Distal polyneuropathy may present with a predominantly autonomic involvement, affecting gastrointestinal motility, bladder and anal sphincter control, sexual function, perspiration, and pupillary accommodation reactions. Cardiovascular autonomic dysfunction can lead to tachycardia at rest, orthostatic hypotension, and painless myocardial infarction.
PROXIMAL SYMMETRIC POLYNEUROPATHY
In symmetric polyneuropathies, a proximal distribution of motor involvement is occasionally observed. This is encountered in GBS and in rare cases of chronic progressive inflammatory demyelinating polyneuropathy. Proximal symmetric motor neuropathy may result in bilateral or unilateral weakness and wasting of pelvifemoral muscles. A proximal distribution of sensory loss is less frequent.

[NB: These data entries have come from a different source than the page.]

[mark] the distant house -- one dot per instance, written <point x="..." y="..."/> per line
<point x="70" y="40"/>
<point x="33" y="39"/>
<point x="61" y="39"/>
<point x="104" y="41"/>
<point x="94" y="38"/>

Proximal motor neuropathies may possess asymmetric or symmetric patterns, and are subdivided clinically into acute, subacute, and chronically evolving. Sudden onset of asymmetric weakness of the hip and thigh muscles with or without pain characterizes acute and subacute presentations. The reason for selective proximal involvement is unknown. A possible cause may be that the proximal portions of the limbs are supplied by nerve fibers of larger diameter than those in the more distal regions and the trunk. These fibers may have differing susceptibility to metabolic aberrations or immunologic insult.
CRANIAL MOTOR NEUROPATHY
Focal and multifocal cranial nerve lesions can occur alone or in combination with a generalized polyneuropathy. In progressive polyneuropathies, the cranial nerves tend to be involved late in the evolution of the disease, being preceded by symptoms distally in the legs and arms. Cranial motor neuropathy results from occlusion of the vascular supply. This neuropathy is usually asymmetric and involves mononeuropathy of cranial nerves III (oculomotor), IV (trochlear), and VI (abducens), which are responsible for ocular movement and pupillary accommodation and constriction, resulting in extraocular muscle palsies. Cranial neuropathies involving cranial nerves III and VI are common.
ENTRAPMENT SYNDROMES
Entrapment syndromes occur in the limbs and are mononeuropathies involving the median, ulnar, common peroneal, and femoral nerves. Entrapment syndromes are characterized by sudden wrist or foot drop. The carpal tunnel syndrome (media nerve) is prevalent and commonly affects the hands. Carpal tunnel syndrome characteristically presents with pain and paresthesia that worsens at night. Etiologies include occupational trauma, DM, amyloidosis, rheumatoid arthritis (RA), and hypothyroidism.
DIABETIC PN
The classification of PN in the diabetic patient has been categorized based on the characteristics of the pain. These categories include muscular pain, superficial pain, and deep pain. Muscular pain, described as muscle cramping and spasm, is believed to be caused by damage to the reflex loop or to the motor neurons. Superficial pain is described as burning or allodynia (ordinarily nonpainful stimuli evoke pain) and is believed to be caused by an increased firing of damaged or abnormally excitable nociceptive fibers. Deep pain, described as pins and needles, is believed to be caused by spontaneous activity or increased sensitivity of damaged afferent fibers in the dorsal root ganglion and loss of inhibition of large-myelinated and small-nonmyelinated fibers.